Oil prices fell more than 2% on Friday after the US granted a waiver for sanctioned Russian crude and an Indian tanker sailed out of the Strait of Hormuz.

However, both benchmarks, Brent and West Texas Intermediate crude oil, were on course for weekly gains due to the ongoing conflict in the Middle East.

On the other hand, gold prices were headed for their second straight weekly loss as high oil prices reduced rate cut bets and a stronger dollar weighed on sentiment.

Elsewhere, silver on COMEX also dipped nearly 1% on Friday.

Meanwhile, aluminium prices were in the red after the metal had touched a multi-year high in the previous session.

Oil falls

Despite the broader persistence of supply disruptions stemming from the Middle East conflict, oil prices fell on Friday.

This dip occurred as an Indian tanker exited the Strait of Hormuz and the US introduced measures aimed at alleviating supply concerns.

Nonetheless, oil prices were still set to register weekly gains.

According to media reports on Friday, an oil tanker flying the Indian flag had departed the area east of the Strait of Hormuz, transporting gasoline destined for Africa.

“Some oil is coming through the strait, but it does not mean it will reopen,” Tamas Varga, an ​oil analyst at brokerage PVM, said. “This dip should be viewed as short-lived.”

In a move to stabilize global energy markets, Treasury Secretary Scott Bessent announced a 30-day US license allowing countries to purchase Russian oil and petroleum products currently stranded at sea.

This decision addresses the disruption caused by the US-Israeli conflict with Iran.

According to Russia’s presidential envoy Kirill Dmitriev, this temporary license impacts an estimated 100 million barrels of Russian crude, which is nearly equivalent to one day of the world’s total oil output.

A day before the announcement on Russian oil, the US Energy Department stated that Washington would release 172 million barrels of oil from its Strategic Petroleum Reserve.

This measure was intended to help curb the skyrocketing oil prices.

Recent market gains were barely affected, even after US Treasury Secretary Scott Bessent announced a one-month lifting of sanctions on Russian tankers currently at sea.

“The main issue is that the Strait of Hormuz remains effectively blocked to all shipping, thereby cutting off around 20% of the world’s energy supply,” said David Morrison, senior market analyst at Trade Nation.

At the time of writing, the price of WTI crude was $93.41 per barrel, down 2.4%, while Brent was at $98.86 per barrel, down 1.5% from the previous close.

Gold heads for weekly loss

Gold prices have fallen back below the $5,100 per ounce mark, a decline attributed to the ongoing, unresolved conflict in Iran.

Though the gold contract on COMEX was last at $5,114.41 per ounce, it had touched a session’s low of $5,066.51 an ounce earlier in the day.

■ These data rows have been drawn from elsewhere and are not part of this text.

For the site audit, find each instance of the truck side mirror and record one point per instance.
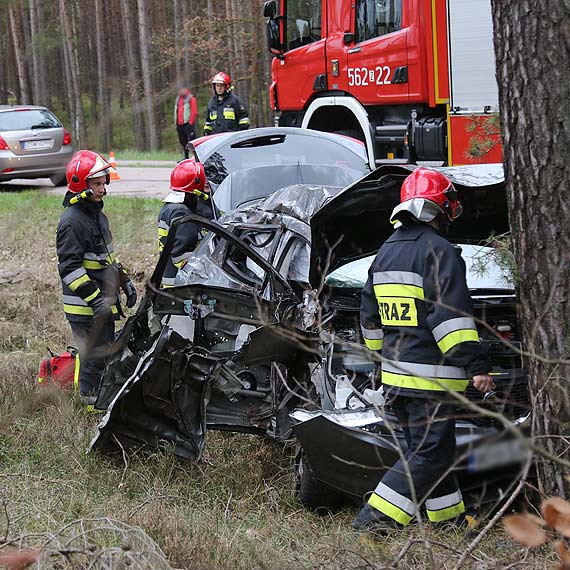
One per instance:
(270, 9)
(274, 36)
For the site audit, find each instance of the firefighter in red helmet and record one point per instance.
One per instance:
(226, 112)
(188, 195)
(416, 309)
(90, 274)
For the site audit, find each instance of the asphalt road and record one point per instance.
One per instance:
(136, 181)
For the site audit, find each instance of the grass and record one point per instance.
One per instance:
(235, 510)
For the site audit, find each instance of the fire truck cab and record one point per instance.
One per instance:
(413, 79)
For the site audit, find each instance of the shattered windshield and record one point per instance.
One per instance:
(483, 270)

Gold was heading for a second consecutive weekly decline as several factors, including surging oil prices, reduced expectations for interest rate cuts, prompting investors to cover margin calls.

Additionally, the strengthening dollar and rising US yields further weighed on the metal.

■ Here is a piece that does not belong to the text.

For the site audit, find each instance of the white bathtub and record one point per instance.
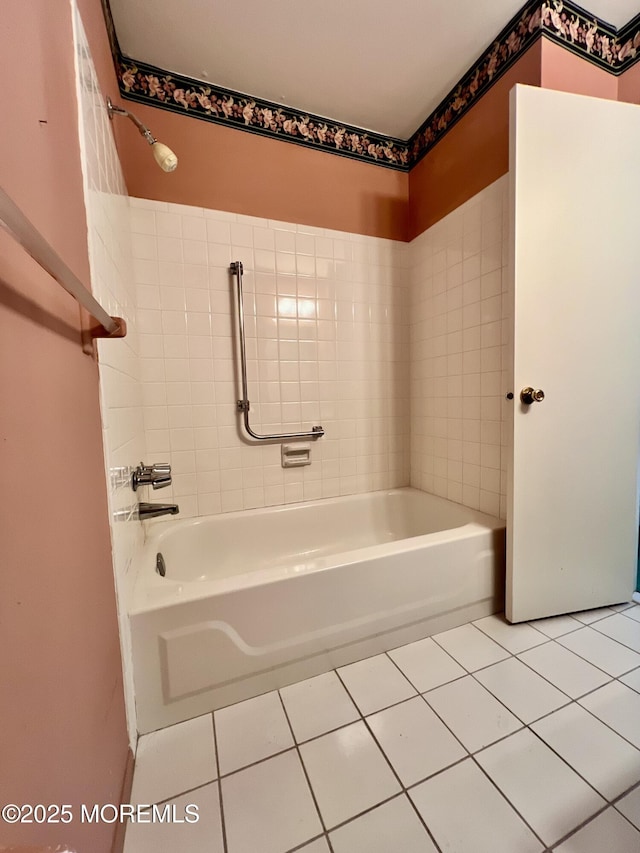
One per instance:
(255, 600)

Global energy supply and risk asset concerns were heightened after Iran vowed to close the Strait of Hormuz.

The dollar climbed to a three-month peak, and 10-year US Treasury yields reached a near six-week high.

Investors are focused on two key events: the upcoming release of the delayed January Personal Consumption Expenditures (PCE) data on Friday, and the Federal Reserve’s two-day meeting next week.

Despite recent inflation data suggesting price growth is controlled, the full effect of the spike in crude prices has not yet been realised.

Traders largely anticipate the Fed will hold interest rates steady next week, according to the CME Group’s FedWatch tool.

The US market, for instance, is not fully anticipating even a 25 basis point interest rate cut by the Fed by the close of this year, a significant shift from late February when the market was still factoring in 2½ such steps, according to Thu Lan Nguyen, head of FX and commodity research at Commerzbank AG.

“This is the main reason why the price of gold has come under pressure.”

Aluminium falls from highs

The base metals index remains largely affected by the geopolitical uncertainty in the Middle East.

The aluminum market continues to feel the effects of supply concerns stemming from the Iran conflict.

This week, requests for aluminum withdrawal from LME warehouses surged to their highest level since spring 2024.

The majority of these requests targeted warehouses in Malaysia, indicating a particularly tight supply situation within the Asian market, Nguyen said.

Reports also suggested that a major mining company has substantially raised the premiums for aluminum purchasers in Japan, marking the highest level in over a decade.

“However, since China is by far the world’s largest aluminum producer, producers there could increase their exports in the short term — not least because of the more attractive prices — and potentially provide relief,” Nguyen said.

However, the three-month aluminium contract on the London Metal Exchange fell due to a stronger dollar.

A stronger dollar makes commodities priced in the greenback more expensive for overseas buyers, thereby limiting demand.

At the time of writing, the aluminium contract on LME was at $3,484.45 per ton, down 1%. The copper contract was down 0.5% at $12,920 per ton.